Engage With Burma
The March 15 editorial "Burma's Bullies" called for caution in negotiating with the authoritarian regime in Burma, a country for which even the name (it's also known as Myanmar) is in dispute in the United States. Caution is required, but the Obama administration's interest in a dialogue is the most welcome U.S. approach toward that country in 18 years. Secretary of State Hillary Rodham Clinton's comment that neither isolation nor engagement has worked was partly accurate. The United States has tried isolation, and the Association of Southeast Asian Nations (ASEAN) tried constructive engagement (a euphemism for economic advantage), but this country has not tried engagement.
All of us want to see all political prisoners released, human rights honored, media censorship lifted, the independence of a now-subservient judiciary restored, and the economic conditions of desperately poor people improved.

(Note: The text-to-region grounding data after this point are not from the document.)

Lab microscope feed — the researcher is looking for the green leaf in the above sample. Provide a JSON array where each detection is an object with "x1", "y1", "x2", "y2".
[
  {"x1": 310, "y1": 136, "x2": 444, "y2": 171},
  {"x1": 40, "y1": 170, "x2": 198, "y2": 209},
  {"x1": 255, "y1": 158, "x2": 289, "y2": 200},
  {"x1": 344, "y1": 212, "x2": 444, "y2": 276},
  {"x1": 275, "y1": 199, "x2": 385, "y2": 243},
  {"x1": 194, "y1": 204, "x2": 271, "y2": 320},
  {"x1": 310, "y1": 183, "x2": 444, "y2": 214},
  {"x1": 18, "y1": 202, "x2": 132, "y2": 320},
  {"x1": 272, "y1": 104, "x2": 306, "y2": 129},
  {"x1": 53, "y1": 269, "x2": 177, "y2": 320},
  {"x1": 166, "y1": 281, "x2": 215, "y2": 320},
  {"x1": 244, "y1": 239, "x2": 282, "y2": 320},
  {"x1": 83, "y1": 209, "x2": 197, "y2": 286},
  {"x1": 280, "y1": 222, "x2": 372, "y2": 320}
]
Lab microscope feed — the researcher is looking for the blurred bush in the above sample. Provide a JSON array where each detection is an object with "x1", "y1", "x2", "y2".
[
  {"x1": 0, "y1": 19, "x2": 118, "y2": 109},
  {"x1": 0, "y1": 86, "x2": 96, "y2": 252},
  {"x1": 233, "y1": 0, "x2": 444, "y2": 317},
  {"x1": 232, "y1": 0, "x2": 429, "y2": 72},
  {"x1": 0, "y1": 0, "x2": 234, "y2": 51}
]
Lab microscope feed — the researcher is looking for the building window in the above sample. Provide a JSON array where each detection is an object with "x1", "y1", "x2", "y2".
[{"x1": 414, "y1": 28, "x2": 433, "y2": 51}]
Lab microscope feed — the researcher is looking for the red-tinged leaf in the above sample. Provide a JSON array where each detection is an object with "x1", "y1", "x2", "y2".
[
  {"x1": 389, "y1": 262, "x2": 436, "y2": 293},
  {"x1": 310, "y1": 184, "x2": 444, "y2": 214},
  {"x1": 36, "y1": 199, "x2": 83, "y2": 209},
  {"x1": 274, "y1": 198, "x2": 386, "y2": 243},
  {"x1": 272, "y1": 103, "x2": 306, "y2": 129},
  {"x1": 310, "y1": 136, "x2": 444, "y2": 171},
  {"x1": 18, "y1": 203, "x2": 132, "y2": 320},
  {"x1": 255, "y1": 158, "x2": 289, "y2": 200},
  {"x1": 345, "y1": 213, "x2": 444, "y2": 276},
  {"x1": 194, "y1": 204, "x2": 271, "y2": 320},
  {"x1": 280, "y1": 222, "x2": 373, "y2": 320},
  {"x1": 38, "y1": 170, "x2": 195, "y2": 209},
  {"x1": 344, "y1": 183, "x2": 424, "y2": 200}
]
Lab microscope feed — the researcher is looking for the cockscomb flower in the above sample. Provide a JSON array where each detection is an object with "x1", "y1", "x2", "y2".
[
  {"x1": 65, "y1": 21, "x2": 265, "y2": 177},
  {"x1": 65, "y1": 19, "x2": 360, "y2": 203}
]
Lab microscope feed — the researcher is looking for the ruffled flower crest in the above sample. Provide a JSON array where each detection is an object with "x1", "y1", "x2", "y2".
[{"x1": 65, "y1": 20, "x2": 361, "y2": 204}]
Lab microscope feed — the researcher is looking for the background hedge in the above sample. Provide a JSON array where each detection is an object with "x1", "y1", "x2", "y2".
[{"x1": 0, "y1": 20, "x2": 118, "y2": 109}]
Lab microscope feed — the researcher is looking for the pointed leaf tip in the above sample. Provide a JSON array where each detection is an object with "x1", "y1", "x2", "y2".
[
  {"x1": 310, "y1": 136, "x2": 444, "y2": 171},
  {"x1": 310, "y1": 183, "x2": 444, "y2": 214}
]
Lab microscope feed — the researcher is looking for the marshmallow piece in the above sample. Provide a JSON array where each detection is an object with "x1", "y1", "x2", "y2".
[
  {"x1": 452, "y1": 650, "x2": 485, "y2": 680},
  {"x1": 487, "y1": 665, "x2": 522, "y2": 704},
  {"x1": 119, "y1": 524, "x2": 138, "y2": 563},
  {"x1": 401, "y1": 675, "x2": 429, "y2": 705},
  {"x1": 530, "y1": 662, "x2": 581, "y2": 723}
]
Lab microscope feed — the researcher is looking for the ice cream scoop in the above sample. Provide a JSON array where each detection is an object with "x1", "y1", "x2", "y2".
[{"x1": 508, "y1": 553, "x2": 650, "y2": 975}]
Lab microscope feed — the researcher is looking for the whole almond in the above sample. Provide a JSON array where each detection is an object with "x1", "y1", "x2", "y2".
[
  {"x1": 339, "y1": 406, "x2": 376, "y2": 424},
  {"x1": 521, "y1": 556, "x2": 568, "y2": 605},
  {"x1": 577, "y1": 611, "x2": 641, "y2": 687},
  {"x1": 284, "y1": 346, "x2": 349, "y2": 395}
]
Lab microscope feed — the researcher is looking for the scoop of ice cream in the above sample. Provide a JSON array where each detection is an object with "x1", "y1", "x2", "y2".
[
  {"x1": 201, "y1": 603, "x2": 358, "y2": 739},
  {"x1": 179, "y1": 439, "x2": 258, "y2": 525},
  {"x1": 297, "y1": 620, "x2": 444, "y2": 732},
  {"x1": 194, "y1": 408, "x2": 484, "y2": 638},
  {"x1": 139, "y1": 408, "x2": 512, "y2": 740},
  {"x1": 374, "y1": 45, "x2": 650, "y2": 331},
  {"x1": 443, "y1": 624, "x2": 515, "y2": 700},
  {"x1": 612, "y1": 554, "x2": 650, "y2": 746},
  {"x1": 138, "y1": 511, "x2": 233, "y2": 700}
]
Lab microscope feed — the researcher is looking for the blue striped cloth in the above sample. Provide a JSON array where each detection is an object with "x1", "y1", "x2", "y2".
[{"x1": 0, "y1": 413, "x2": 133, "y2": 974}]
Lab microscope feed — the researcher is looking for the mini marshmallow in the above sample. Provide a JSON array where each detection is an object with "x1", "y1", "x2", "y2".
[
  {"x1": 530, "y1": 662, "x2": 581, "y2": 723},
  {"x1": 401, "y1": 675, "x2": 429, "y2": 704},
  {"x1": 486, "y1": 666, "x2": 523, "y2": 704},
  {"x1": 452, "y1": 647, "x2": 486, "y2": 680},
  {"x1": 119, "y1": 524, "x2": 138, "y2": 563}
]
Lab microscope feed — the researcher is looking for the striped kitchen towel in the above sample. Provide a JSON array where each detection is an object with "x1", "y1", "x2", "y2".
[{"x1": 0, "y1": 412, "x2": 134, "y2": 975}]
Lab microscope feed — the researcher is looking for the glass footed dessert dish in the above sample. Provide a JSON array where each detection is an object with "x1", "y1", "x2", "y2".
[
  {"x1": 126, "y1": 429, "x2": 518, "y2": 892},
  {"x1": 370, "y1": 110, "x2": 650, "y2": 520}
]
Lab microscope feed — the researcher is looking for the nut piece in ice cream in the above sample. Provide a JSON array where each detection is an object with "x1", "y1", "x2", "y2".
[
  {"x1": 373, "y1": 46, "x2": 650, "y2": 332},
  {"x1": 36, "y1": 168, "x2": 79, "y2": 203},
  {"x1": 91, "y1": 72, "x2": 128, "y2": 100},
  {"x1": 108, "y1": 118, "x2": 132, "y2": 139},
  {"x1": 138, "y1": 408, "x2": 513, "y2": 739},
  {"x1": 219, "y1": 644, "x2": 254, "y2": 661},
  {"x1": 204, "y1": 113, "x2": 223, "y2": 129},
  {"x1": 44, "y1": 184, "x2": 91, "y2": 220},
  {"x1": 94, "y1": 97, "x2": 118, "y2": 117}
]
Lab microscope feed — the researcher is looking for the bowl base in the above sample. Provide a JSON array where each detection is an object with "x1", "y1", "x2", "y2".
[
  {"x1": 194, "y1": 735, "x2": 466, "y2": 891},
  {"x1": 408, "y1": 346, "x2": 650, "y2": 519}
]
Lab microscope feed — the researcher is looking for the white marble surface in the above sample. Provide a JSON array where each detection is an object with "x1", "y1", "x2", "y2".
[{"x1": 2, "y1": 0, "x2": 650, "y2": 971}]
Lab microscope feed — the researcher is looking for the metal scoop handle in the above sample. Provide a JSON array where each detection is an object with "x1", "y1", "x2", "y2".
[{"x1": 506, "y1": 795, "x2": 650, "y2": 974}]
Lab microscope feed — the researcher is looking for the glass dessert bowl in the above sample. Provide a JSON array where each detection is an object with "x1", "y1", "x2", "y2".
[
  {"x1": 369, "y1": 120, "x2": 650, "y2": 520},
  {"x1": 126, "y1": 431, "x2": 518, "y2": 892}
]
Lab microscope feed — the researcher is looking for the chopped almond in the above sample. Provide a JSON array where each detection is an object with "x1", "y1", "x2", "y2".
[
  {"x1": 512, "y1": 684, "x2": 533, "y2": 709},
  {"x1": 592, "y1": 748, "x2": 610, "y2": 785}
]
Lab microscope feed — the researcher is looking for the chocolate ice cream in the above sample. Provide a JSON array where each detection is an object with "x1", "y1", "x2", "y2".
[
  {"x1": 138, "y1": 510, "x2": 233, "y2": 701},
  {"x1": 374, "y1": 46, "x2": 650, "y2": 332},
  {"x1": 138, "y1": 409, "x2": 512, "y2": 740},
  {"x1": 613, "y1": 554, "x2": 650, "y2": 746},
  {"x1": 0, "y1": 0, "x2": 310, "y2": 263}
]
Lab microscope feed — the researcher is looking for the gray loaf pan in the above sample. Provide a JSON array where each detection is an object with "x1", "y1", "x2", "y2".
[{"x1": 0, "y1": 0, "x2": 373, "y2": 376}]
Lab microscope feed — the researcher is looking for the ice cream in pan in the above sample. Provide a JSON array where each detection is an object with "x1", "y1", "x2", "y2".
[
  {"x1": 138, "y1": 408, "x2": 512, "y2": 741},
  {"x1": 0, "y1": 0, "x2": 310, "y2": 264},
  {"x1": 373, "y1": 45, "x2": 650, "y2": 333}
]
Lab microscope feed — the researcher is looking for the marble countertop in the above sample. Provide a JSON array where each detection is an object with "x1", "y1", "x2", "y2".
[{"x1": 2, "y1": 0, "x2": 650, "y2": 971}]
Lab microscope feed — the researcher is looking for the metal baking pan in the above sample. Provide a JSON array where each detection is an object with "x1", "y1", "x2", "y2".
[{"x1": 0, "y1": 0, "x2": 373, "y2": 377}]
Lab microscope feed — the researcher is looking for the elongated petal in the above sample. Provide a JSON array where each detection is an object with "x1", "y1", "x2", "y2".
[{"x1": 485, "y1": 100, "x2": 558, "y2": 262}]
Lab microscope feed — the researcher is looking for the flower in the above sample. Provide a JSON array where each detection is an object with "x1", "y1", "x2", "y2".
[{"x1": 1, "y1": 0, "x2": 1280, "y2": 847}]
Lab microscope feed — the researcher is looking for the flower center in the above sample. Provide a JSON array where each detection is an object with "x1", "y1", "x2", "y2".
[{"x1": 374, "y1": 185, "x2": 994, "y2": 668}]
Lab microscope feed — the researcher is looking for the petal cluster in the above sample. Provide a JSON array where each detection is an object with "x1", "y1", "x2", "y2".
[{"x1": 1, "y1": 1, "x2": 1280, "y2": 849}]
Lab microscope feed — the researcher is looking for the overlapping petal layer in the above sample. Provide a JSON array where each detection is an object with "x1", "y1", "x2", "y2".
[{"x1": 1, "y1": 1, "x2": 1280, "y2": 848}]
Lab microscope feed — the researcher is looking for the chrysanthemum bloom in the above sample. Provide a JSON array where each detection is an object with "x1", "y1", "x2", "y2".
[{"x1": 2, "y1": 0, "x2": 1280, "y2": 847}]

But to describe, as The Post did, the brave Nobel laureate Aung San Suu Kyi as the country's "rightful ruler" is both inaccurate and an approach that ensures that dialogue will fail.
The opposition victory in the May 1990 elections was indeed complete, but those elections, tragically denied by the state, were not (contrary to popular belief) for a new government, but for a constitutional convention.
The Post editorial stipulated that "U.S. engagement must be conditional." That is a recipe for failure; it implies subservience to which the Burmese will not agree. Engagement should be unconditional, but agreement on improving relations should indeed be conditional.